Dice que Se hizo novelista por falta de dinero, cuando supo del jugoso adelanto ofrecido a un colega reportero por derechos de publicación. El galés Ken Follet tenía la ventaja de escribir rápido y constante. Publicó varios libros hasta lograr su primer éxito: “El ojo de la aguja” (1978), un thriller ambientado en la Segunda Guerra Mundial. Entonces el dinero dejó de ser un problema: ya no solo le alcanzaba para llevar el auto al taller sino para comprarse uno nuevo, mientras celebraba con la mejor champaña. Un día, decidió narrar la construcción de una catedral en el siglo XII a lo largo de diferentes generaciones. Su entorno intentó hacerlo entrar en razón, seguros que nadie leería tal despropósito. Pero él siguió escribiendo.
Así, “Los pilares de la Tierra” (1989) se convirtió en el éxito global que consolidó su carrera literaria. Ofreciendo acción, drama, romance y suspenso, Follet se convirtió en referente de la ficción histórica, vendiendo más de 198 millones de copias de sus casi 40 novelas. Este año, el escritor británico lanza “El círculo de los días” (Plaza & Janés), que cuenta la construcción de Stonehenge, el crómlech definitivo de la Edad de Piedra.

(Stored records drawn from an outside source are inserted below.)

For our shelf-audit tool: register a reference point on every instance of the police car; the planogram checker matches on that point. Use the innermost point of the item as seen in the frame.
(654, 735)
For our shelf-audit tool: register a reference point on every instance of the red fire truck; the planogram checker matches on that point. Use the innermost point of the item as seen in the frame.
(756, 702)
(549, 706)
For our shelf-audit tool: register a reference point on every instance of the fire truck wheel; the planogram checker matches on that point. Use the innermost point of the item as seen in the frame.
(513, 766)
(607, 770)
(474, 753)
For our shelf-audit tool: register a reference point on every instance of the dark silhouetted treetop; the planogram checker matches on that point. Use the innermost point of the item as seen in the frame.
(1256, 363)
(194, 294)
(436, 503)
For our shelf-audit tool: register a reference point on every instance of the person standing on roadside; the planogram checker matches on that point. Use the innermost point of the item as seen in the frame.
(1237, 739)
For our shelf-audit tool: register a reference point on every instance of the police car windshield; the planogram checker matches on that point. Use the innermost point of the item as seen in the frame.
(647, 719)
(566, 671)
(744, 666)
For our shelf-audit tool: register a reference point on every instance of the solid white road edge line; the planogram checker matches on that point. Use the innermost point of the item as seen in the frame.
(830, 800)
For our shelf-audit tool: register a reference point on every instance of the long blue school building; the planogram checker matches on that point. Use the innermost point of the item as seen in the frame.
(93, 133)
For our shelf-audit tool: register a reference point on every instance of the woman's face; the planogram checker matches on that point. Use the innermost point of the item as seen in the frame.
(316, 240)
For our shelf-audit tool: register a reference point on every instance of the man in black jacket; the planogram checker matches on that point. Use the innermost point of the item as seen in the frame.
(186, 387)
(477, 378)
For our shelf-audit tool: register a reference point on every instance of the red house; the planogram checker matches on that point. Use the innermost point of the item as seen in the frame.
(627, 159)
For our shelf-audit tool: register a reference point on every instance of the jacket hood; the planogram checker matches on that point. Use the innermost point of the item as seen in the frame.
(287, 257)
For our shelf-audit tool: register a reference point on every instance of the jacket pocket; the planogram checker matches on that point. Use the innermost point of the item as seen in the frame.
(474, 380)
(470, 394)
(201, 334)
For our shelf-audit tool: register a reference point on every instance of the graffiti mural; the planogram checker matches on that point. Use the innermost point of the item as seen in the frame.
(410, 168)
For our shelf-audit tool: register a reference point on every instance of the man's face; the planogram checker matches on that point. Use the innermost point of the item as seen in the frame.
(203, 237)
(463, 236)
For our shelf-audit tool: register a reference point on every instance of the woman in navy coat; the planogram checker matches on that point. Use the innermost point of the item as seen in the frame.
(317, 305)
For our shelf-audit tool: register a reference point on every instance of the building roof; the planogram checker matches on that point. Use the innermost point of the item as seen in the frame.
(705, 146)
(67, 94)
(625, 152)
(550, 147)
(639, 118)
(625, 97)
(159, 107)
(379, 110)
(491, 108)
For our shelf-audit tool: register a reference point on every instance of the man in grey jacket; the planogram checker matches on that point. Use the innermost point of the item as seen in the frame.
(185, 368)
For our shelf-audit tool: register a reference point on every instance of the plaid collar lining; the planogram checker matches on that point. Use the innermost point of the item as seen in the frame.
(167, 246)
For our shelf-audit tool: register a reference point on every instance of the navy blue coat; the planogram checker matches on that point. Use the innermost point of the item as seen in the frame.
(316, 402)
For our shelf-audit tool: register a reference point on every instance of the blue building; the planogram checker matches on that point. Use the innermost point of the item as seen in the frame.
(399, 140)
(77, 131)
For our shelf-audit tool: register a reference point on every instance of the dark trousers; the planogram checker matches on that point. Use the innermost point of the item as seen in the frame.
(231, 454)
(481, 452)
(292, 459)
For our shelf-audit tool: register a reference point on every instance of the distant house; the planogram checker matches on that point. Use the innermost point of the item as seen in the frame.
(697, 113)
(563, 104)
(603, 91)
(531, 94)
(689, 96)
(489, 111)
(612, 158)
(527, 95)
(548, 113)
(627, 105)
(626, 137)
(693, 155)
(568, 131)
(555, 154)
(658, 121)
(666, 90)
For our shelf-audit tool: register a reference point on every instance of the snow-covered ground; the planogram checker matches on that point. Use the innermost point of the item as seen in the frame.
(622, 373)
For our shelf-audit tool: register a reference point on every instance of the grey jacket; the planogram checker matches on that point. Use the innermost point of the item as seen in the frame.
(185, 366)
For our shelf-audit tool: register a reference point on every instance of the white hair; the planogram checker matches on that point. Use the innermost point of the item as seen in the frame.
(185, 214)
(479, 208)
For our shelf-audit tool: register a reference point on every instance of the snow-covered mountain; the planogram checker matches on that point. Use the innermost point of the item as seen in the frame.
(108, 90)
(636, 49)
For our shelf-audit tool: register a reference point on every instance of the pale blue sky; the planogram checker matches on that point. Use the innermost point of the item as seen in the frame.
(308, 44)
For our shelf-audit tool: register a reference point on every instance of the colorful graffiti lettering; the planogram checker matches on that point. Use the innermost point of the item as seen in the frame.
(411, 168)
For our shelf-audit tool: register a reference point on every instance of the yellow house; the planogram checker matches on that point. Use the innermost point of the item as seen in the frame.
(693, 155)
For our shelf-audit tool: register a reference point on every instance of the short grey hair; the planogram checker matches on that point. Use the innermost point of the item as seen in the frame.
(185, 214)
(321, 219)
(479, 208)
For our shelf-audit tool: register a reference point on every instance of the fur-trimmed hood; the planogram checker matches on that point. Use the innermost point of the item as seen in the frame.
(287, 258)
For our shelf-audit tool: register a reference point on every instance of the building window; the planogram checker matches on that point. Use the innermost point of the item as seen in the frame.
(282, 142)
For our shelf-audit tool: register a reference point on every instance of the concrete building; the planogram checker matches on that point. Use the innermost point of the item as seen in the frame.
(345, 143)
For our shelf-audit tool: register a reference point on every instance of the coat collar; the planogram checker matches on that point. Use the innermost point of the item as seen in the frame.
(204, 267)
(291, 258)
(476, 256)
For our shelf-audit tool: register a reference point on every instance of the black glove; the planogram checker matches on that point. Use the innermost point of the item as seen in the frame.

“Me gusta visitar los lugares sobre los que estoy escribiendo. En este caso, fue la llanura de Salisbury, donde yace Stonehenge”, nos cuenta Follet en exclusiva. El autor partió a pie desde la cantera donde los antiguos encontraron aquellas piedras gigantes, hasta el sitio arqueológico donde las arrastraron, a 30 kilómetros de distancia. Apenas acabó el libro, pagó a especialistas para que encuentren errores históricos en el manuscrito. ¿Escribiría una novela sobre Machu Picchu? Le preguntamos. El escritor duda antes de negar la posibilidad. Siempre busca temas distintos para sus obras, dice. Escribir una novela sobre la construcción de otro monumento sería repetirse.
¿De dónde viene su amor por la historia?
En realidad, cuando estaba en el colegio no me gustaba. Me aburría. Sucedió cuando me volví escritor de historias de espías. Comencé a leer historia militar buscando momentos en que el espionaje pudiese haber cambiado el curso de una batalla o de una guerra. Y me interesó el tema. Pasé entonces a la historia general, buscando épocas donde podría inventar un personaje que viviera aventuras emocionantes. La gente adora mis novelas históricas, así que esa es una buena razón para continuar escribiéndolas.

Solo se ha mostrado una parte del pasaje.